Data comes into a data lake in its raw form. Most of the time, we do not know what the data contains, the quality of that data or the purpose for the data. Think of the data lake like a condominium, where few rules exist — but, in general, all it takes is a simple credit check and a deposit.
Finding data in a warehouse is very straightforward — things are organized, so we know where to look. Finding data in a data lake is not easy, because we do not have a lot to go from. Data warehouses are organized for a purpose, and the data is sorted. Data lakes are large repositories of unsorted data that are looking for a purpose.

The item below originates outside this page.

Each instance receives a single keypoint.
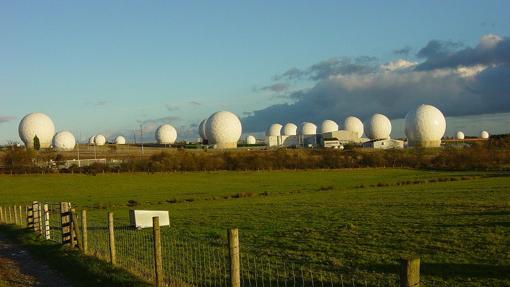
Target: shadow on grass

Other differences between warehouses and lakes
Data warehouses are traditionally modeled as dimensional repositories (the Kimball approach to building a data warehouse) or normalized as corporate information factories (the Inmon approach). Data lakes, on the other hand, are not modeled. And this is one of the primary attractions of data lake.
We know that sorted things are easy to retrieve. When we go to a library and want to find a book, we find the Library of Congress number and walk toward the shelves that include that number. The shelves are typically organized by subject and lexicographically within the subject. This makes it easy for us to narrow our search to a specific shelf and section to find the book.
When things are not organized, it can make searching more difficult. Despite my earlier reference, my bookshelf at home is not sorted. But I have an idea of where the books are stored, which helps in my search. When I am looking for something to read, I do a quick scan of my books to find what I am looking for. You could say that I have tagged my books in my mind by subject, by size, the way the cover looks and whether it is a paperback or hardcover. I’m searching with prior knowledge, and, essentially, this is what a search engine does. Google and the other search platforms do not necessarily sort all the data they gather, but they tag it for easy retrieval.
What’s best: data warehouse or data lake?
What is the best way to store and use corporate data? As it is with many questions, the answer is it depends. Warehouses are purpose-built to serve a specific need. Data lakes are large repositories of corporate data that can serve many purposes.
We have to know many things about the data before it gets into the warehouse in a form that is usable. And data warehouses typically do not differentiate between users.
Data warehouses, by design, are inflexible. We have to know many things about the data before it gets into the warehouse in a form that is usable. And data warehouses typically do not differentiate between users. For example, a business user and a data scientist can have access to similar data. But receiving a new data feed generally takes weeks to months, which may not be fast enough for a data scientist to generate insights from the new data.
Data lakes are, by design, flexible for receiving new data feeds. It is fairly simple to land a new data feed, since all data is stored in its raw form. Data lakes can also serve different classes of users. For example, a data mart can be built on top of a data lake to serve business users, while raw data can be supplied to data scientists for quick analysis.
Knowing your organization’s specific data storage needs is critical, but I would say the ideal solution could be in the middle. Modern warehouse architecture should have a landing zone (i.e., the extract, load, transform or ELT method), and this is, essentially, a data lake. It should be easy for your users to acquire new streams and types of data, but also easy to use. This requires minimal sorting (by categorizing and tagging) and powerful search features.
Long live warehouses and lakes
Going forward, new data-storage technologies will emerge. But data warehouses and data lakes will continue to exist in some shape or form, because they’re suited for different needs. It’s the same thing with my bookshelf and home office. It may look like I have many messy piles of things, but each pile has a certain order that makes it easy to work with.